Service Discovery
The pattern: how do clients find the current healthy IP+port for a logical service? Static config (hosts file) doesn’t scale. DNS scales but caches. Health-aware registries (Consul, etcd, K8s endpoints) self-update. The mesh layer often hides this entirely — http://triage just works.
The trade-off: freshness vs. cache consistency. TTLs let DNS scale; they also delay propagation when a backend dies. K8s Services + endpoints offer near-instant updates inside the cluster (kube-proxy + CoreDNS); cross-cluster needs federation. Service mesh (with sidecars or ambient) often takes over discovery entirely, decoupling client from the registry.
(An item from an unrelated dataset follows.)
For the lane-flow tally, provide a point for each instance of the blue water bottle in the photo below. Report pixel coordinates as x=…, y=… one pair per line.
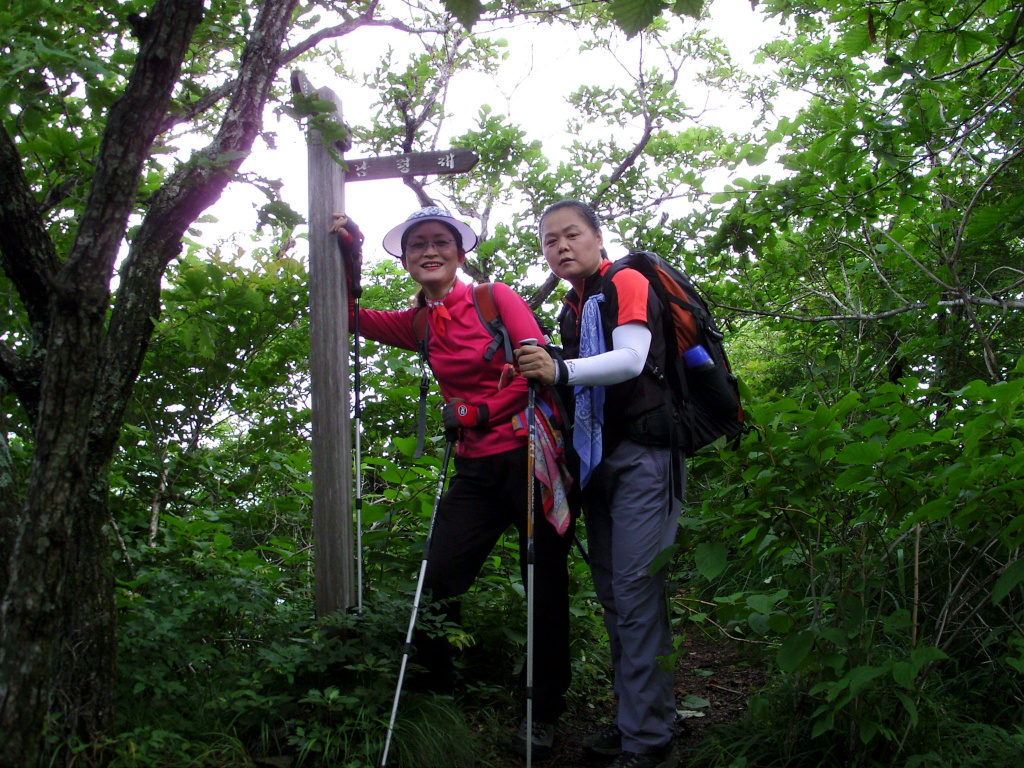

Deepens in Year 1 Phase 7: Kubernetes + GitOps — kubectl get endpoints, the CoreDNS resolution path, kube-proxy iptables. DNS fundamentals come from Year 1 Phase 2: Networking, and discovery-path telemetry (resolution latency, NXDOMAIN spikes, endpoint churn) lands in Year 3 Phase 14: Observability + eBPF.
Related patterns
- load-balancing — discovery returns the candidate set; LB picks one.
- routing-and-addressing — discovery resolves names into addresses to route on.
- service-mesh — often takes over discovery entirely from the application.
- eventual-consistency — registry updates and DNS TTLs are an eventual-consistency story.
- zero-trust-networking — discovery has to deliver identity, not just an IP.